Unsurprisingly the Association of Home Information Pack Providers (AHIPP) has regularly extolled the virtues of the packs. Contrary to the notion that they would stymie the market, Mike Ockenden, director general of the organisation, stated that buyers would "embrace" the packs because they would save them the trouble of having to commission their own surveys. But what is the homebuyer to make of Hips and how will they affect the market for consumers?
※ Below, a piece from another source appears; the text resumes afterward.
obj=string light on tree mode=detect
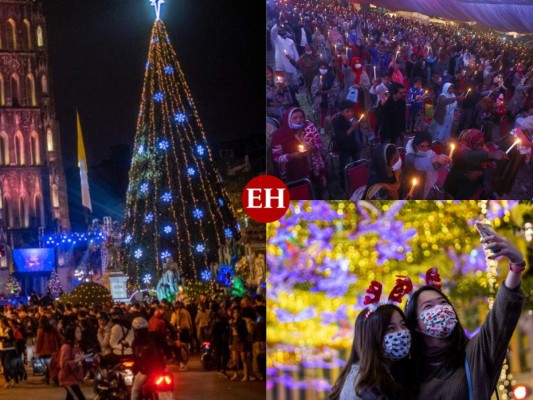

Originally, the packs were supposed to contain parts which the home seller would be obliged to bring together. These include documents such as warranties and guarantees, an Energy Performance Certificate (outlining a property's energy consumption bill) and a Home Condition Report, which would gauge the general condition of a property. However, earlier this year, it was announced that the report would be postponed. According to many housing professionals, this would make the principal objective of Hips completely redundant, with the government having predicted a far more transparent process. Louise Cumming, head of mortgages at the group, also said that because part of the packs was due to be compulsory and part voluntary, even greater confusion had been caused.
The government's u-turn caused ripples of discontent within the industry. More than two thirds of mortgage brokers suggested that the plan to introduce Hips should be dropped, research from UCB Home Loans revealed. Almost three quarters of mortgage brokers felt that a purchaser would go ahead and commission their survey in any case, a statistic which would seem to render the process largely irrelevant.
In recent weeks though, the government has been rallying around the implementation of Hips. At a recent conference, Yvette Cooper, minister for housing and planning, gave a firm suggestion that the Hips would have a full roll-out by their June deadline and that the Home Condition Report (HCR) elements of the pack would also be implemented.
And, despite the Council of Mortgage Lenders having recently described Hips as a "costly indulgence" and opining that it did not think that the dry run would be a robust test of the new arrangements, the strongest supporters of the packs continue to staunchly defend them.
This week, Mike Ockenden of AHIPP, said that he looked forward to the implementation of the packs and that the forthcoming dry run would show that Hips "reduce the stress associated with buying and selling homes by reducing the number of failed transactions and providing certainty in the process". Home buyers and sellers can but wait and see.